The present invention is directed to devices for connecting and securing a conductor or wire to a support structure, and particularly, but not exclusively, to an integral bonding attachment for connecting a conductive wire to a support surface in the construction of an aircraft.

BACKGROUND OF THE INVENTION

During the construction of many different structures, such as airplanes, it is necessary to provide suitable grounding for the electronics and electrical systems. It is particularly critical for airplane construction, because airplanes, in addition to requiring a robust ground reference for their electrical systems, are also subject to outside electrical phenomenon, such as lighting and stray electromagnetic energy (EME), such as from radars or the like.
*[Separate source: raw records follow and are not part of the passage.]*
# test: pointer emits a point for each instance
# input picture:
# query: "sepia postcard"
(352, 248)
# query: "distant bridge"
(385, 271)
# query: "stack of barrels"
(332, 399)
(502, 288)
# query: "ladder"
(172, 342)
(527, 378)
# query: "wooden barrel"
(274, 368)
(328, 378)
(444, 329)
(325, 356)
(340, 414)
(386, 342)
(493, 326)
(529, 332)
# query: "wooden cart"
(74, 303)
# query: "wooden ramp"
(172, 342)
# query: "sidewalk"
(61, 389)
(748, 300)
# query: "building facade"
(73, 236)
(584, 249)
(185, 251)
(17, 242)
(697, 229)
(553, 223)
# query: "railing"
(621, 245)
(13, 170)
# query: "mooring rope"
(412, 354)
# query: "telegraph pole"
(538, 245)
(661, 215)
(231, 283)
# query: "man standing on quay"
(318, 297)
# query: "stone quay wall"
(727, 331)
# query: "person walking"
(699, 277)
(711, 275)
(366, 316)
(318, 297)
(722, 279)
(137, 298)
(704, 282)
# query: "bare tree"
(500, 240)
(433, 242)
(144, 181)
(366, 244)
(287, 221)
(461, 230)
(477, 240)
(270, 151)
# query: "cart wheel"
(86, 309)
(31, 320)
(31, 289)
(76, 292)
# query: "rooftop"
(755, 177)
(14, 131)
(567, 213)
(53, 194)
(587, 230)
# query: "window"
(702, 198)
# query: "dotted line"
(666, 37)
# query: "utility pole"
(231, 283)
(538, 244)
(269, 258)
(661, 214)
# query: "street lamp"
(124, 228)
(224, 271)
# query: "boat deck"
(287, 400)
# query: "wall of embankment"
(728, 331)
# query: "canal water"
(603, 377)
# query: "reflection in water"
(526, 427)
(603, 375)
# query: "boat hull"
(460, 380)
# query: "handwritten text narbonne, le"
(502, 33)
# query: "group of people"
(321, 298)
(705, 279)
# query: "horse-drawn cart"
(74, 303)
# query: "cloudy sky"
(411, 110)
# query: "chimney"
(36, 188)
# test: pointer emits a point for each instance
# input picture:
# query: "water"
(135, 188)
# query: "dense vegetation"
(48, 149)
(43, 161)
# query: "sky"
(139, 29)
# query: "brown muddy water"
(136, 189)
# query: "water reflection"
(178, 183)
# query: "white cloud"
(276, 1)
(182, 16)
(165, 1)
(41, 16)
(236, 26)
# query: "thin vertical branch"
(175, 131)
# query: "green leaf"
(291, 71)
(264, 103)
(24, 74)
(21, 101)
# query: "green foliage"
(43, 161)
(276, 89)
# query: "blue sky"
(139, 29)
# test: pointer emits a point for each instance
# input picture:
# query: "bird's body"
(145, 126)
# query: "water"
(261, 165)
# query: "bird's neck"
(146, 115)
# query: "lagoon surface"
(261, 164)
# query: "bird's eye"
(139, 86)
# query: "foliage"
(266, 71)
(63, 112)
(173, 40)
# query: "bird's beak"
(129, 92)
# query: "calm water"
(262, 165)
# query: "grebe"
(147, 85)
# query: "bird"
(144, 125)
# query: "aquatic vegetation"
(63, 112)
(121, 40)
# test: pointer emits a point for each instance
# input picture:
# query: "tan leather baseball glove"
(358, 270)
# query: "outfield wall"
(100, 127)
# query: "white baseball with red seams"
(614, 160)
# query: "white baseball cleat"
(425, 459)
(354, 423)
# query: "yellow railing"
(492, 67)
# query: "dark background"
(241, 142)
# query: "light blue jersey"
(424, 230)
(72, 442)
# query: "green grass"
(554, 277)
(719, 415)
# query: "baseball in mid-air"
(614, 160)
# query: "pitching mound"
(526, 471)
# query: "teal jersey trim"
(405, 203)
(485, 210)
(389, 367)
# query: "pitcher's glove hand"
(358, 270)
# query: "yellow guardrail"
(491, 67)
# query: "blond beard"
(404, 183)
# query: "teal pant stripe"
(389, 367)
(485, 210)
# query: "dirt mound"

In the past, the metallic wing structure of an airplane provided a grounding system and overall attachment point for ground references. However, with the advent and growing popularity of composite wing structures, it has been necessary to provide an alternate grounding system.

Currently, the airplane frame is used to provide a grounding reference and an attachment point for various ground busses in the electrical system of the aircraft. The most common method for making such a connection is to use a lug. A lug is a device having an open end or sleeve for receiving an end of a tubular wire or other conductor. The other end is a flattened portion with a hole to connect the lug to a flat surface. The sleeve of the lug is slid over the end of the tubular conductor and then a crimping pliers, an adhesive, welding, or other similar techniques are used to connect the lug to the conductor. The lug is thus attached to the conductor and the flat end is positioned to rest upon the flat surface of a frame portion or other support structure. The hole in the flat surface enables a fastener or bolt to pass through to firmly fix the tubular structure to the flat surface.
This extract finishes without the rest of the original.